His voice was like a cold splash of water. I stopped, my hand hovering over a small, reinforced locker.
"What?" I asked, my voice sounding distant and hollow.
Jax stepped into my light. His face was a mask of confusion and a growing, dark suspicion. "The code, Si. How did you know the override code for a high-level Harbinger vault was your own birthday?"
The world seemed to stop spinning. My blood turned to ice in my veins.
Sienna’s birthday was in July. I knew that because I had seen it on her medical charts.
But my birthday—Elena’s birthday—was October fourteenth. 10-14.
I had just typed it in without a second thought. I had used the logic of a woman who had been dead for a year, a woman who knew that Kanan Maddox used his wedding anniversary or his wife’s birthday for everything he valued.
"I... I saw Viper’s fingers when she opened the outer door," I lied, the words tasting like ash in my mouth. "I just guessed the sequence was a variation of the same numbers. It was a lucky hit, Jax."
"A lucky hit?" Jax’s voice was low and dangerous. He stepped closer, his shadow looming over me in the cramped space of the vault. "You didn't even pause. You didn't look at the keypad. You typed it like you’ve been doing it every day of your life. And that wasn't Viper's code. I was watching her too. That was something else."
"We don't have time for this," I hissed, turning back to the locker. "The reboot is in six minutes. Do you want the ledger or do you want to cross-examine me?"
Jax didn't move. He stood there, watching me work with a disturbing ease.
I could feel his gaze on my back, heavy with a question he didn't know how to ask.
He was seeing the ghost of Elena Cruz standing in Sienna’s skin, and for the first time, but his brain couldn’t comprehend it.
I ignored the shaking in my hands and focused on the small locker.
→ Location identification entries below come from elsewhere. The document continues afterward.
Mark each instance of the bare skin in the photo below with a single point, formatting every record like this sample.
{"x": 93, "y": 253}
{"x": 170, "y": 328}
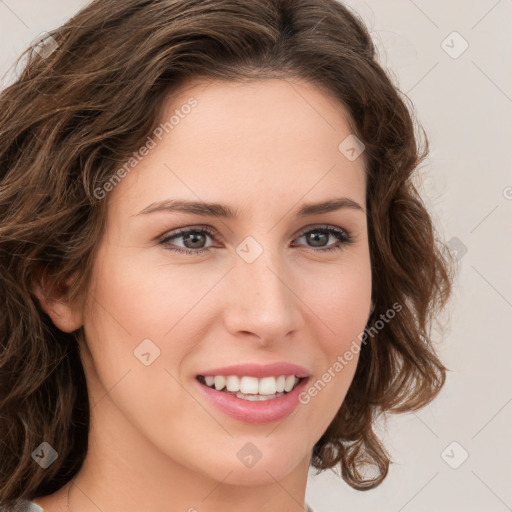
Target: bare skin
{"x": 156, "y": 444}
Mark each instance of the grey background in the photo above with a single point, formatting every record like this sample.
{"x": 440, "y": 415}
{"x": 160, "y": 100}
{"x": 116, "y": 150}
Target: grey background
{"x": 465, "y": 103}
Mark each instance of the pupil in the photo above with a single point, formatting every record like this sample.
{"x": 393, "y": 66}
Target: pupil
{"x": 316, "y": 236}
{"x": 191, "y": 236}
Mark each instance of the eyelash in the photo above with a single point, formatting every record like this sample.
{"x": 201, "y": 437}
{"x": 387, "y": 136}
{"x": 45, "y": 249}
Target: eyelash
{"x": 343, "y": 237}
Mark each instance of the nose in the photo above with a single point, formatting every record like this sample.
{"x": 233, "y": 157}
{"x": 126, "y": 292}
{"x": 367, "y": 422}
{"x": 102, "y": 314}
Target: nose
{"x": 264, "y": 300}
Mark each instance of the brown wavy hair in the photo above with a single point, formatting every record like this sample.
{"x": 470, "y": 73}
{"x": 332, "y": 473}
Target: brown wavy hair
{"x": 72, "y": 117}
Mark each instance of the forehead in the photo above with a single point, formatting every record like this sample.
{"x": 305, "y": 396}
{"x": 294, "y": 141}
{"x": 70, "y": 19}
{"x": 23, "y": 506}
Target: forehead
{"x": 247, "y": 143}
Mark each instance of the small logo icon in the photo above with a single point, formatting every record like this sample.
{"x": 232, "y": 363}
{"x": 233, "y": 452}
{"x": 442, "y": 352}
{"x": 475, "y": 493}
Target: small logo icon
{"x": 44, "y": 455}
{"x": 146, "y": 352}
{"x": 45, "y": 45}
{"x": 249, "y": 249}
{"x": 351, "y": 147}
{"x": 454, "y": 455}
{"x": 454, "y": 45}
{"x": 456, "y": 248}
{"x": 249, "y": 455}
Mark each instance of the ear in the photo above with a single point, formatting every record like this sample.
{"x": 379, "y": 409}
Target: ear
{"x": 66, "y": 316}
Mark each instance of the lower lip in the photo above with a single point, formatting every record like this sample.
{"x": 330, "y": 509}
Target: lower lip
{"x": 254, "y": 412}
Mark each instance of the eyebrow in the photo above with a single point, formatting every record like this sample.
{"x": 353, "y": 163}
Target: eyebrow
{"x": 224, "y": 211}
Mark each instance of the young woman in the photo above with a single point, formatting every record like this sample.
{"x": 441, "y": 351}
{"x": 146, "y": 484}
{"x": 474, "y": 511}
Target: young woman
{"x": 215, "y": 271}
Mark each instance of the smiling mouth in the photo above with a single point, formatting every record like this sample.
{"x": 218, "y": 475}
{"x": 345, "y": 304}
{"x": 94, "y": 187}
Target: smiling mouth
{"x": 268, "y": 388}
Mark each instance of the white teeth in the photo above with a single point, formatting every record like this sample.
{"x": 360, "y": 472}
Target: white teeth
{"x": 232, "y": 383}
{"x": 289, "y": 383}
{"x": 247, "y": 385}
{"x": 268, "y": 386}
{"x": 258, "y": 398}
{"x": 220, "y": 382}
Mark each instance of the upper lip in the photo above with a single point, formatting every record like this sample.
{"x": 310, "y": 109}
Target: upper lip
{"x": 258, "y": 370}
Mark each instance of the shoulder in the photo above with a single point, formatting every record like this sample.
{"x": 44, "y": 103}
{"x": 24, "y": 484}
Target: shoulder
{"x": 24, "y": 506}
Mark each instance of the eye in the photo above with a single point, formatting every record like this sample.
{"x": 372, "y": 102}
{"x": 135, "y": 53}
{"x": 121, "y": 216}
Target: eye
{"x": 194, "y": 239}
{"x": 325, "y": 233}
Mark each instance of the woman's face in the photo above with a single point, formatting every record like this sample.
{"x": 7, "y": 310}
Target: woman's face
{"x": 266, "y": 285}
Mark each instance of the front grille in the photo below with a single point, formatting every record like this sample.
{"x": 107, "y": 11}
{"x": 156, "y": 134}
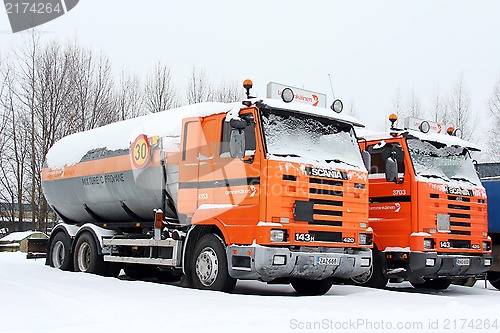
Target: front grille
{"x": 328, "y": 209}
{"x": 460, "y": 210}
{"x": 459, "y": 243}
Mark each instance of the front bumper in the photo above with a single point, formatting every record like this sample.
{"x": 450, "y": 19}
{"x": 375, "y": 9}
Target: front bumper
{"x": 255, "y": 262}
{"x": 430, "y": 265}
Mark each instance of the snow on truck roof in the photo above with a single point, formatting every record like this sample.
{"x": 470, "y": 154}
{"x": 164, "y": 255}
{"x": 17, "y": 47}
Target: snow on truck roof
{"x": 119, "y": 135}
{"x": 445, "y": 139}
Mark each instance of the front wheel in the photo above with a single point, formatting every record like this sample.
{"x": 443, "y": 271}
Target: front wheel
{"x": 60, "y": 256}
{"x": 311, "y": 287}
{"x": 209, "y": 265}
{"x": 435, "y": 284}
{"x": 494, "y": 279}
{"x": 86, "y": 257}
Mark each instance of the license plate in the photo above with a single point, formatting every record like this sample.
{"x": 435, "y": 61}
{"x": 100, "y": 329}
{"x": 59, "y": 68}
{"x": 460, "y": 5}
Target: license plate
{"x": 328, "y": 261}
{"x": 463, "y": 262}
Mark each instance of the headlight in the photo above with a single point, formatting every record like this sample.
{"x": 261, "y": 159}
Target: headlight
{"x": 428, "y": 243}
{"x": 277, "y": 235}
{"x": 365, "y": 239}
{"x": 362, "y": 239}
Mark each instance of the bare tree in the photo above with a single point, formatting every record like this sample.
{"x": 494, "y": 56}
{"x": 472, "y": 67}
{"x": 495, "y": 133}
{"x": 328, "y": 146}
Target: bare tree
{"x": 228, "y": 92}
{"x": 129, "y": 98}
{"x": 397, "y": 109}
{"x": 460, "y": 112}
{"x": 199, "y": 88}
{"x": 494, "y": 107}
{"x": 93, "y": 101}
{"x": 413, "y": 106}
{"x": 439, "y": 108}
{"x": 159, "y": 92}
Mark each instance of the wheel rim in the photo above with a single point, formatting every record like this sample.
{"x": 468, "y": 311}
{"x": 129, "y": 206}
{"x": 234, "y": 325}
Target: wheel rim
{"x": 363, "y": 278}
{"x": 58, "y": 254}
{"x": 84, "y": 257}
{"x": 207, "y": 266}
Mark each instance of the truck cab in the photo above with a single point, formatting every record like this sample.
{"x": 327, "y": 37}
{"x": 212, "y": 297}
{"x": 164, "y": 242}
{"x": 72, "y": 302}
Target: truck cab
{"x": 214, "y": 192}
{"x": 428, "y": 208}
{"x": 286, "y": 186}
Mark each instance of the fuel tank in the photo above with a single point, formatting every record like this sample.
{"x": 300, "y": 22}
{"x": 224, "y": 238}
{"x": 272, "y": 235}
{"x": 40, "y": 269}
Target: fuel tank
{"x": 115, "y": 173}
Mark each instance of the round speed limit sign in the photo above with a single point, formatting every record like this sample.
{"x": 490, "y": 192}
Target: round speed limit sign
{"x": 141, "y": 151}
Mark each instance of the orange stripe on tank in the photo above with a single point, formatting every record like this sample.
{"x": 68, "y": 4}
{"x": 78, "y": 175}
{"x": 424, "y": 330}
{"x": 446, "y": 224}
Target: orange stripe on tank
{"x": 96, "y": 167}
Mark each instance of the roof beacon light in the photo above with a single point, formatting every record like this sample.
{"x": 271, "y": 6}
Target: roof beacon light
{"x": 159, "y": 219}
{"x": 393, "y": 118}
{"x": 337, "y": 106}
{"x": 424, "y": 127}
{"x": 248, "y": 84}
{"x": 287, "y": 95}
I used a slim pick to pop the manual lock. It was a secondary safe, the place where Kanan kept the things that were too precious for the main floor.
The door swung open.
I didn't find the ledger. I didn't find a list of names or a stash of money.
Tucked into the back of the safe was a polished mahogany box. It had the Cruz family crest engraved on the lid in gold leaf.
My breath hitched. My vision blurred as I reached out and touched the wood. I opened the lid, and the scent of my mother’s favorite lavender sachets hit me like a physical blow.
Inside were my mother’s pearls. Beside them lay my father’s heavy gold signet ring, the one he had worn every day until the night he was murdered. And at the bottom, wrapped in white silk, was the silver hair comb I had worn on my wedding day.
They weren't just stolen goods. They weren't being held for ransom or waiting to be sold at a black-market auction. They were arranged with a terrifying, meticulous care.
They were trophies.
Kanan hadn't just destroyed the Cruz family. He had collected us. He had taken our most intimate memories and locked them in a dark room, guarding them like a dragon hoarding the bones of its victims.
"He kept them," I whispered, a tear tracing a path through the soot on my cheek.
"He’s sick," Jax muttered, his anger momentarily replacing his suspicion as he looked over my shoulder. "He isn't just a businessman, Si. He’s a collector. He’s keeping your history as a trophy of his win."
I looked at my father’s ring. I remembered the way it used to catch the light when he patted my hand at dinner. I remembered my mother’s pearls clicking softly as she hugged me.
Kanan Maddox was pretending to be a grieving widower at an altar in his office, but in the dark, he was sitting on the wreckage of my life. He was guarding the ghosts of the people he had slaughtered.
"Take it all," I said, my voice dropping to a predatory, lethal low. "We aren't just taking the money tonight, Jax. We are taking the soul of this place."
"Si, the reboot," Leo’s voice screamed in our ears. "Thirty seconds! You need to get out now!"
I grabbed the mahogany box and shoved it into my pack. I didn't care about the gold. I didn't care about the hard drives. I wanted my family back.
As we scrambled back toward the ventilation shaft, I looked back at the open vault one last time.
The Ice King’s hoard was no longer safe. The ghost he had tried to bury was finally inside his walls, and she was taking back everything he had stolen.
"Everything," I whispered as the vault door began to hiss shut. "I am going to take everything."